In today’s day and age, fields of inquiry are becoming more and more interdisciplinary. It’s no surprise that this principle extends to neuroscience and data science. In the past few years, the two fields have come to inform one another. Recent advances in neuroscience, including international research into brain mapping and the decoding of brain signals, can be tied to neuroscientists’ increasing use of data science-based methodology to understand their field better. These are how machine learning helps us better understand how the brain works and what this kind of knowledge may lead to in the future.
For the past decade, neuroscientists have taken on the ambitious project of mapping neural connections in the brain. This project is called The Connectome and aims to map the brain to understand the living brain’s functionalities better.
A recent study conducted by researchers at the Onikawa Institute of Science and Technology (OIST) Graduate University using machine learning techniques has led to a breakthrough in the Connectome Project. The method: “Magnetic Resonance Imaging (MRI)-based fiber tracking.” This type of tracking uses the diffusion of water molecules in the brain to map neural connections. The distribution of water molecules creates a trail, which allows neuroscientists to trace connections in the brain.
Previously, researchers tracked nerve cell fibers in animal experiments using marmosets. This method involves injecting a fluorescent tracing into multiple brain locations to create an image where various nerve fibers are located. However, this was a practice that could not ethically be used on humans, as it involved complete dissection of the brain–and hundreds of brain slices, at that.
Neuroscientists speculate that diffusion MRI-based fiber tracking can be used to map the whole human brain and pinpoint the differences between a healthy and diseased brain. This may lead to a better understanding of treating disorders such as Parkinson’s and Alzheimer’s.
In addition to ethical concerns of tracking nerve cell fibers, there were issues of convenience and efficiency. The results of this now outdated method were not wholly accurate and could not necessarily detect neurons that extend to the farthest corners of the brain. So, researchers had to set specific parameters.
Instead of manually setting parameter combinations, researchers can now use machine intelligence to work for them. Using the fluorescent tracer and MRI data from ten different marmoset brains, the OIST researchers were able to test their algorithms against machine-learned algorithms. The researchers found that the machine-generated algorithm had the optimized parameters for their data sets. The researchers were able to generate a more accurate connectome in the marmoset brain.

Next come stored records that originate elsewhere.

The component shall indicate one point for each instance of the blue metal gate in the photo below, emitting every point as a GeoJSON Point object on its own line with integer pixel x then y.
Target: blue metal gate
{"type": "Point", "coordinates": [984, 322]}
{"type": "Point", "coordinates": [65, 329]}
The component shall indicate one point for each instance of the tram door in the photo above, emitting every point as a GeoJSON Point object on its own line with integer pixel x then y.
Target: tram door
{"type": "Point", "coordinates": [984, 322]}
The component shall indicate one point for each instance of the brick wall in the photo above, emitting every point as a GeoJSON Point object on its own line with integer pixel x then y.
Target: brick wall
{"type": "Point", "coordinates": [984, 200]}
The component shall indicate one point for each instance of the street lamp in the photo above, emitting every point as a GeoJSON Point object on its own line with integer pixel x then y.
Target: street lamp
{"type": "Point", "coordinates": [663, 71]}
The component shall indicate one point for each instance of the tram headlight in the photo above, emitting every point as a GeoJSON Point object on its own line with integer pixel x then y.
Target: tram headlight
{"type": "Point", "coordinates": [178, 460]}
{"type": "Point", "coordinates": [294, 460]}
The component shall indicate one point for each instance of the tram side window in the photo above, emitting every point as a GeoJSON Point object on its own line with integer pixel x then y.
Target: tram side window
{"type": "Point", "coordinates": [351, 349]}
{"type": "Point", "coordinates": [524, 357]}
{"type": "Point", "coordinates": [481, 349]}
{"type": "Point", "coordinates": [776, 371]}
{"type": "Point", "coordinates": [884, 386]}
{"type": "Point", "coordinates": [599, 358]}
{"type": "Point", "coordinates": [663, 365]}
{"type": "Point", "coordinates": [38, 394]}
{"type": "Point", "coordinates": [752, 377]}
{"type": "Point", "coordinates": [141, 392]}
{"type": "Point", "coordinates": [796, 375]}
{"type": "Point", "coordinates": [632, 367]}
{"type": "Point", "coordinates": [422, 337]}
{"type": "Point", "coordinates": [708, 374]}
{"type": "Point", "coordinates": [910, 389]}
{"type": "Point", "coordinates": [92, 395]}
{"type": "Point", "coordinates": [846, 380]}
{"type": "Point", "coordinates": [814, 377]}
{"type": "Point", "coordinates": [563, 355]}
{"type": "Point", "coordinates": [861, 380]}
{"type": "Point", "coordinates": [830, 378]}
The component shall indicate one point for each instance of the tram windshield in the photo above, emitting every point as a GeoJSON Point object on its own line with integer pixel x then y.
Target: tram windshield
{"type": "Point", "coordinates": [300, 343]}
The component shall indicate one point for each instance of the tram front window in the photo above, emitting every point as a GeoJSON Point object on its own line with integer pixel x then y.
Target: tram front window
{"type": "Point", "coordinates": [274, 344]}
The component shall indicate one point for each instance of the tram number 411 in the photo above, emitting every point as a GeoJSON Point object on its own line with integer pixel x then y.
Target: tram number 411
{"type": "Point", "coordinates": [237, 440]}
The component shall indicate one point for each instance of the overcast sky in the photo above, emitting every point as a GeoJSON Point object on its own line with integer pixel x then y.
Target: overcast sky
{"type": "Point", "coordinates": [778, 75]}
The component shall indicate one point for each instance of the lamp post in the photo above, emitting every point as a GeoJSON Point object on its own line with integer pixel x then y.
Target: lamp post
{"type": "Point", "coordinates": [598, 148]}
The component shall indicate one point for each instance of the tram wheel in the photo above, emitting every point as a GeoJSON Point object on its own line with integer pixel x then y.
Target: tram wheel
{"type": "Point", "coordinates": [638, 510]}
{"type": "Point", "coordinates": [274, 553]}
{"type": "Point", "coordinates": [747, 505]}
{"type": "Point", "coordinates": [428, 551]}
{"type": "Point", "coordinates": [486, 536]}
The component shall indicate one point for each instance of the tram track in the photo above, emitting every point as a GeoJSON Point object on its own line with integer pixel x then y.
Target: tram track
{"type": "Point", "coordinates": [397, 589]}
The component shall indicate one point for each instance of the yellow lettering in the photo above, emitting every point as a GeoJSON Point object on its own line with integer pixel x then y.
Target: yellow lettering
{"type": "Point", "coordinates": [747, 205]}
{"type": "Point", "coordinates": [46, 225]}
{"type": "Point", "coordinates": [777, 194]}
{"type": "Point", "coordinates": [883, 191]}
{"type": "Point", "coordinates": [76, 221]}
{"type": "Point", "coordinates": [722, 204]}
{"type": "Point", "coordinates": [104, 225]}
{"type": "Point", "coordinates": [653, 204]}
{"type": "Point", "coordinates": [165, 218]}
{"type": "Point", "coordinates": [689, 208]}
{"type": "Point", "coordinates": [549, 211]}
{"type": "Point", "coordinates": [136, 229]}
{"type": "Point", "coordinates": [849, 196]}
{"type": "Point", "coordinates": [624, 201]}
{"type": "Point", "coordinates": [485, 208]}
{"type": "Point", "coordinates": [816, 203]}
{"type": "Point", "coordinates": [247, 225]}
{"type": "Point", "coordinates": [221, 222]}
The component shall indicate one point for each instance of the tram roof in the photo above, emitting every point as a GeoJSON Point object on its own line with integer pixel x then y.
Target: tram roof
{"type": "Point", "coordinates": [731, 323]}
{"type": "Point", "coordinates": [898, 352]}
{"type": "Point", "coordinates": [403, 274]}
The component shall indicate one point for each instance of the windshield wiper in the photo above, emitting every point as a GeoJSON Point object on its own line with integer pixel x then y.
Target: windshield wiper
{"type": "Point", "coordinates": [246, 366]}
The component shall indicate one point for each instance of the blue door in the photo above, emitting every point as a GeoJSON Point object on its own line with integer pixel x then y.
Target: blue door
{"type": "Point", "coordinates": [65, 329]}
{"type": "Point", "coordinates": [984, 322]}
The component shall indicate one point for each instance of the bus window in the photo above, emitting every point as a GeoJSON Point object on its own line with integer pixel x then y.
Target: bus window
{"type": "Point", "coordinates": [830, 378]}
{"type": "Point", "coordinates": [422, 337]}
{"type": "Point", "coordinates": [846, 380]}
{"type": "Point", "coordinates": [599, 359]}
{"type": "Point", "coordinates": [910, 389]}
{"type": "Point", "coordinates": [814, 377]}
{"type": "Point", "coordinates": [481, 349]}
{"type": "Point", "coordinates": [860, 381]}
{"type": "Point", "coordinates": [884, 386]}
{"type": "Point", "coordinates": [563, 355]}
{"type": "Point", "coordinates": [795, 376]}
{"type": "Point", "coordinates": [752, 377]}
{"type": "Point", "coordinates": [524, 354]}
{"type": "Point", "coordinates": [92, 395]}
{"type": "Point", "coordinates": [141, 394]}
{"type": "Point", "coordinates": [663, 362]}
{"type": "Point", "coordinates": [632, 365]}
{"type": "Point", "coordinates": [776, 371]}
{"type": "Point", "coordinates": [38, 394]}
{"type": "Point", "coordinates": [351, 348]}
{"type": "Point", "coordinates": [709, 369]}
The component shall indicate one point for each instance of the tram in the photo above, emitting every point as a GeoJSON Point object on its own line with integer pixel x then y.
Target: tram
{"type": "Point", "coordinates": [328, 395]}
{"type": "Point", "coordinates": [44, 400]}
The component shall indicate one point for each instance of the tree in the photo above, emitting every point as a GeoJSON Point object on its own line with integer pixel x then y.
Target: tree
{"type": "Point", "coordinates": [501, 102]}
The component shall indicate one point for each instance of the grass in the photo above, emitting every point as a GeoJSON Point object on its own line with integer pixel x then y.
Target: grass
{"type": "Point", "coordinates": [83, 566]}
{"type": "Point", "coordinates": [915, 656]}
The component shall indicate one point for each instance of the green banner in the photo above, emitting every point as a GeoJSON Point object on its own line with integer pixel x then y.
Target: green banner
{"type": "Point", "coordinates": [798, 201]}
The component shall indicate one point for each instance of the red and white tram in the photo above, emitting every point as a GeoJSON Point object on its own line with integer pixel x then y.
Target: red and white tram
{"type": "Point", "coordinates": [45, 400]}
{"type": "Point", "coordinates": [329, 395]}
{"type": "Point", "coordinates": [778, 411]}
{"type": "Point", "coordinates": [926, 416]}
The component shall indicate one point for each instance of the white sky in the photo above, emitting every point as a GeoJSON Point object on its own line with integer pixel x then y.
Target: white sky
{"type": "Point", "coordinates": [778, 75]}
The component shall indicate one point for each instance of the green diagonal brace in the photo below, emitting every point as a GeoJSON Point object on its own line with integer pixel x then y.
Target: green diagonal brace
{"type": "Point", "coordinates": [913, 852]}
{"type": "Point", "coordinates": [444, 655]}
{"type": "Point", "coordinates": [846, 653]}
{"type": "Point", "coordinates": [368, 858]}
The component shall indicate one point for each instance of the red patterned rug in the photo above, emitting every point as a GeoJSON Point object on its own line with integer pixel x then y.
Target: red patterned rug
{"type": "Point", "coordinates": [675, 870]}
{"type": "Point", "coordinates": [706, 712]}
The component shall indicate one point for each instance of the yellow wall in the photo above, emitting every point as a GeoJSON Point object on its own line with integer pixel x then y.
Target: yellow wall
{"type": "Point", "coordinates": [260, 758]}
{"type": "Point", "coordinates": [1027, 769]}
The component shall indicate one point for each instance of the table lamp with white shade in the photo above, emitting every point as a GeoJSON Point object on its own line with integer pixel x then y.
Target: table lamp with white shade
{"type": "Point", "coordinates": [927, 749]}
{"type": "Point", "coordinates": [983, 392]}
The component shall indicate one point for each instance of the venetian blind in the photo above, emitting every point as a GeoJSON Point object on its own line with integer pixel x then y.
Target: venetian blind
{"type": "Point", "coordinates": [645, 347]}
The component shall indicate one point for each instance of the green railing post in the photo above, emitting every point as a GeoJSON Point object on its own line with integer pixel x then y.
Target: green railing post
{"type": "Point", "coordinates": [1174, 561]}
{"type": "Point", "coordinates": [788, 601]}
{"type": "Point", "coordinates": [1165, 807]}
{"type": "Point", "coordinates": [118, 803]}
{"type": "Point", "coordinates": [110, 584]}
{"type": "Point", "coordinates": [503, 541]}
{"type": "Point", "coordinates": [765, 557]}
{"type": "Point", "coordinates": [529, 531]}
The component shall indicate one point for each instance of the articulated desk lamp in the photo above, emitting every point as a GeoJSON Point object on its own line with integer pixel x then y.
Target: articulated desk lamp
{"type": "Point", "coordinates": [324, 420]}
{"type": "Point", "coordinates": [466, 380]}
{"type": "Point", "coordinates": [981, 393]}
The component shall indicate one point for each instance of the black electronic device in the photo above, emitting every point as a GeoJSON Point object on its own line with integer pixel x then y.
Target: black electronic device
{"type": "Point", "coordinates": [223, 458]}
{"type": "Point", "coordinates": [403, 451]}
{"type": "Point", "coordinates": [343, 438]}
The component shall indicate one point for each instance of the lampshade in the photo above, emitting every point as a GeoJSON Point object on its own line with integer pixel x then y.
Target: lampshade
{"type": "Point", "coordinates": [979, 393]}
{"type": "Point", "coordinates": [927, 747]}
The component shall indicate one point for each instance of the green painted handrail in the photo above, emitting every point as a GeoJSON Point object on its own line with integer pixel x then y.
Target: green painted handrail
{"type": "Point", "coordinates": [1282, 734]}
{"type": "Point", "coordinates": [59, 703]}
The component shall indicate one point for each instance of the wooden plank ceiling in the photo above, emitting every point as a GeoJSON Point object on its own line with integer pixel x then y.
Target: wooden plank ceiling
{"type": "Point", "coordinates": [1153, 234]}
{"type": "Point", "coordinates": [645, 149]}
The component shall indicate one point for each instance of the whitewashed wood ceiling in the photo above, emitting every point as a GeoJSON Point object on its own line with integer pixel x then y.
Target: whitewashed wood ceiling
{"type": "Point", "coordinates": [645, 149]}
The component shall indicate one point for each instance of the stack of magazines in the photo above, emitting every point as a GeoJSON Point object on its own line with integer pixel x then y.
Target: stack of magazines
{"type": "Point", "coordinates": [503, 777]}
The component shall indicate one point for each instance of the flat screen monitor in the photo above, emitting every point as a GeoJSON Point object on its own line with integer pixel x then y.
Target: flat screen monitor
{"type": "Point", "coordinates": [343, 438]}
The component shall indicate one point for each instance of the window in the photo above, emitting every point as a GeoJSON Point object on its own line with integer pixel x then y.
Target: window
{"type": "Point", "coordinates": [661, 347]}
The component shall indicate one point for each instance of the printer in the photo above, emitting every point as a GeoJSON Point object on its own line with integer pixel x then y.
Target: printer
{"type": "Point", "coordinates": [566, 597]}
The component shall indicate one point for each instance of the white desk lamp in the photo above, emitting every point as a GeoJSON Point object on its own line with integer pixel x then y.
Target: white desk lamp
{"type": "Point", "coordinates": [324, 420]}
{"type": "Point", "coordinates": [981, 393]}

The reason for this accuracy is that machine learning can recognize patterns hidden in complex data, which is neuroscientists’ primary concern. Even when they can gather data sets, interpreting the results of studies can be difficult, almost impossible, without algorithms such as the ones derived in data science.
Using the algorithms described above, researchers can construct hierarchical models. A hierarchical model in data science is a model that builds on itself in exponentially increasingly sophisticated layers. Though they belong to data science, hierarchical models apply to neuroscience because they conceptualize the hierarchy of brain cognition. This means that they can be implemented in the study of the human cortex and may be observable through functional Magnetic Resonance Imaging (fMRI).
One type of hierarchical model that researchers have hypothesized to be useful is the Gaussian Filter Model, a non-uniform low pass filter used to reduce noise in imaging. It essentially creates a blur that eliminates unnecessary detail in a scanned image. By reducing this noise, neuroscientists can see the picture and identify only the essential and relevant data.
Neuroscientists can decode brain signals with a technology called Brain-Computer Interface, or BCI. BCI refers to a wired communication pathway between the brain and an external device such as a wheelchair.
Neuroscientists using BCI face three main challenges: calibration, low classification, and inadequate generalization limit. In the past few years, deep learning techniques have been combatting this.
Calibration is a challenge because of the signal-to-noise ratio (SNR) discussed in the Gaussian Filter Model. Often, there is a level of noise that inevitably obscures the signals researchers are testing for. This leads to inaccuracies and loss of important information when there is an attempt to filter out the noise. Noise is any brain signal corrupted by either spontaneous features of the person being studied (blinks, concentration level, etc.) or the environment (temperature, environmental noise, etc.). Researchers can use deep learning to distinguish features from this spontaneous and involuntary noise.
As for poor generalization, a machine is only as useful as the human knowledge behind it. You could decode algorithms all day, but the data is useless if you can’t conclude from the decoded data. On the other hand, deep learning can detect patterns and draw conclusions that would be nigh impossible to do manually.
Though it isn’t perfect, deep learning allows neuroscientists to conclude they likely could not come to otherwise. Deep understanding is the most accurate method researchers currently have for studying brain signals and has been applied to models like an electroencephalogram (EEG), event-related potential (ERP), and fMRI.
To summarize, the three advantages of deep learning in BCI research are the following:
The brain is often referred to as the “final frontier,” and we are only now just beginning to decode its mysteries for a good reason. The brain may be the key to understanding our environment in the most sophisticated way; the key to unlocking that information? Data science and deep learning.